What matters when building vision-language models?
本笔记基于摘要 + 公开资料,未读全文。
一句话讲什么(TL;DR)
做"看图说话 AI"时大家凭感觉选零件,这篇把每个选择拆开做对照实验,整理成一份避坑清单,再训了个 8B 模型当样板。
这是个什么场景
想象你想开一家面包店。你刷小红书,发现网红配方千奇百怪:A 店用日本面粉、低温发酵 24 小时;B 店用法国面粉、加汤种;C 店把烤箱温度调高 20 度。每家都说自己那一步才是"关键"。
但作为新手老板,你真正纠结的不是听谁的,而是:到底哪一步真的让面包变好吃,哪一步只是听起来高大上、其实换了也没区别?

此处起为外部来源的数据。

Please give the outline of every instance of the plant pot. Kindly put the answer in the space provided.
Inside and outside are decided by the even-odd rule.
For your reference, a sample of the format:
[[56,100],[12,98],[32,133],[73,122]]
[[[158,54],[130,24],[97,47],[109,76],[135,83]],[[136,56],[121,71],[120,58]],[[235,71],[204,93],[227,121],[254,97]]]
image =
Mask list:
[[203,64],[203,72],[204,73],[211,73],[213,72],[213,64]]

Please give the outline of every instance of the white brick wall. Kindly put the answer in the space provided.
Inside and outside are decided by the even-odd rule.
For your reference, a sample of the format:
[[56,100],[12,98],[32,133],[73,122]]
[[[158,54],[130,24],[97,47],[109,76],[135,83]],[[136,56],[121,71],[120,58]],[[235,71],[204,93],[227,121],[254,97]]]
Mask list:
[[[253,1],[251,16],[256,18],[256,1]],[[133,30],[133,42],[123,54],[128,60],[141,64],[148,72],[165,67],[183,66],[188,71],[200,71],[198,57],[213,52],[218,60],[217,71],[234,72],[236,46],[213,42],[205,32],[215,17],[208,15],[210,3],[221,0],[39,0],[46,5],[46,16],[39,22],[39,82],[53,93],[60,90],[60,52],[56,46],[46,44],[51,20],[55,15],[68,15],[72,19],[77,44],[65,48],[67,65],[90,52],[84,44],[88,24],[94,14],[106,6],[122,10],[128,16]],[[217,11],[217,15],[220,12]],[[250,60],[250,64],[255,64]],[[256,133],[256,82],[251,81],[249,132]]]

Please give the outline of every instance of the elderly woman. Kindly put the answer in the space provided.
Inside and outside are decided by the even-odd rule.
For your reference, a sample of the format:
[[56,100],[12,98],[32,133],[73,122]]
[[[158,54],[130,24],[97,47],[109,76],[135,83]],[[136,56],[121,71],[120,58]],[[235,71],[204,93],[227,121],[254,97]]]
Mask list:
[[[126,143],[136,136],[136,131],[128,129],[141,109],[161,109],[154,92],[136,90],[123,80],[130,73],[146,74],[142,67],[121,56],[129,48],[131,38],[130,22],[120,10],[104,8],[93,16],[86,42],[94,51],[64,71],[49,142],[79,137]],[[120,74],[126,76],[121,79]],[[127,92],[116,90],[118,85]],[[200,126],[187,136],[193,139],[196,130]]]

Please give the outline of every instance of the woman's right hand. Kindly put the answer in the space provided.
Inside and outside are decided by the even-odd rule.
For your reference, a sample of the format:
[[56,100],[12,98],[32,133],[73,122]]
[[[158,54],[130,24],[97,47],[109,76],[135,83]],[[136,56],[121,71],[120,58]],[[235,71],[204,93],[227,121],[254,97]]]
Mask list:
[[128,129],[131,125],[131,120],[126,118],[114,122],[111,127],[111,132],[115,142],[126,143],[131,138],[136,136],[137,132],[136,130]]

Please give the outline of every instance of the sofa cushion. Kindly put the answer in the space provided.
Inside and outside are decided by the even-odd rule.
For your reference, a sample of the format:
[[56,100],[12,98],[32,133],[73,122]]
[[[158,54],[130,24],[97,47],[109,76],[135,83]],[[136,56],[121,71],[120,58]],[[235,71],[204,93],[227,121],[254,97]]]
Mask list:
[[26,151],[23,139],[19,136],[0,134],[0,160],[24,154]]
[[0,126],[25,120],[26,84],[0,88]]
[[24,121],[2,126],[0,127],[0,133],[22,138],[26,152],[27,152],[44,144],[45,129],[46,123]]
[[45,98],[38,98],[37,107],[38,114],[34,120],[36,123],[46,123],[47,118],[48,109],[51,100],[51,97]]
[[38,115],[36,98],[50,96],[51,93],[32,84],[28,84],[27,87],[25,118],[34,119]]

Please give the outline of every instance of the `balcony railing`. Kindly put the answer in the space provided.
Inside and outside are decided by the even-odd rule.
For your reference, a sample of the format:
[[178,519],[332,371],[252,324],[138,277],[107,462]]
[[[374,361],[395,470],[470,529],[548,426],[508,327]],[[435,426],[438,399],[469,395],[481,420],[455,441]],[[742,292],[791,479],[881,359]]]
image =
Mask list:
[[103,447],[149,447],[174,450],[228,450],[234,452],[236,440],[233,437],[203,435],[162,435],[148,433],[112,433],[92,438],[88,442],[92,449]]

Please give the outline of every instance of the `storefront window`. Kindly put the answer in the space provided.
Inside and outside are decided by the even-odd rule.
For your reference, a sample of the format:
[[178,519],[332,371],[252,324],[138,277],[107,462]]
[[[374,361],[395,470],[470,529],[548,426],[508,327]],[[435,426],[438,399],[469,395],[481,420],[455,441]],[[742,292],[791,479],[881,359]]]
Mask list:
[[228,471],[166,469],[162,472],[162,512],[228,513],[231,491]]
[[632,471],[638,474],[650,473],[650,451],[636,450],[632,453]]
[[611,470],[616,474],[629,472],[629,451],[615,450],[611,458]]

2024 年做"看图说话 AI"(学名叫 VLM,Vision-Language Model,视觉-语言模型)的人就是这种状态——社区里飘着一堆"听说 X 比 Y 好"的经验贴,但谁也没干净地比过。Idefics2 干的就是面包店新手最想要的那件事:把所有"听说有用"的设计选择(用哪个视觉编码器、怎么把图接进语言模型、训练分几步、各种数据混多少比例)逐个拉出来做对照实验,告诉你哪些真有效、哪些只是花架子。

之前的人怎么做的 — 3-5 bullet
- Flamingo / 早期 VLM:把视觉特征通过 cross-attention 注入到 LLM 的某些层里,结构复杂、训练难复现
- LLaVA 系列:简单粗暴——视觉编码器 + 一个 MLP 投影层 + LLM,先对齐再指令微调,开源界主流方案
- BLIP-2 / Q-Former:用一个可学习的小 transformer(Q-Former)做视觉到语言的"翻译官",参数少、压缩强
- 多数工作只报告自己的最终配方,不告诉你"为什么选 SigLIP 而不是 CLIP""为什么用 perceiver 而不是 MLP"
- 结果是社区里有一堆"听上去合理"的设计建议,但没有干净的 A/B 对照,新人复现要踩一堆雷
这篇论文的关键想法
把每一个设计选择都当成一个独立变量,固定其他条件,跑消融实验,看哪个真的对下游 benchmark 有提升。
具体它把 VLM 拆成几个可替换的"零件":
- 视觉骨干(vision backbone):CLIP / SigLIP / DINOv2 等
- 连接器(connector):MLP / Perceiver Resampler / Q-Former 等——决定视觉 token 怎么"翻译"成 LLM 能吃的形式
- LLM 骨干:Mistral-7B 之类
- 训练阶段:预训练 / 视觉对齐 / 指令微调,每一阶段的数据混合比例
- 图像处理策略:原始分辨率 vs 切 patch、是否保留长宽比
然后挨个跑实验,沉淀出一份"如果你 2024 年要做开源 VLM,照这个做大概率不会差"的工程清单。

它怎么做的(方法)— 3-4 段
等等,先慢一拍 — "视觉编码器" 是什么?把它想成一双"AI 的眼睛":拿到图片后先把它翻译成一串数字向量,语言模型才看得懂。"连接器(connector)"则是眼睛和嘴巴中间的那段神经——决定眼睛看到的东西怎么传给负责说话的语言模型(LLM)。
架构选择阶段:像挑相机和挑大脑。作者把"大脑"(LLM,固定用 Mistral-7B)锁死,然后换不同的"眼睛"(视觉编码器)跑同一套测试。结论之一是 SigLIP 比 CLIP 好(具体差距需读原文);更重要的是 眼睛和大脑都重要,但换更强的大脑收益更大——与其折腾相机镜头,不如换个聪明点的人来看照片。
连接器对比:像点菜传话。传统做法(Perceiver Resampler / Q-Former)是让一个"翻译官"把眼睛看到的几百个细节先压缩成几十句要点再告诉大脑,听起来高效。Idefics2 的反直觉发现是——直接让大脑看全部细节(简单 MLP 投影 + 全部 patch token 喂进 LLM)反而更好,配合下一段的"切图"策略效果最佳。翻译官压缩得太狠,细节丢了。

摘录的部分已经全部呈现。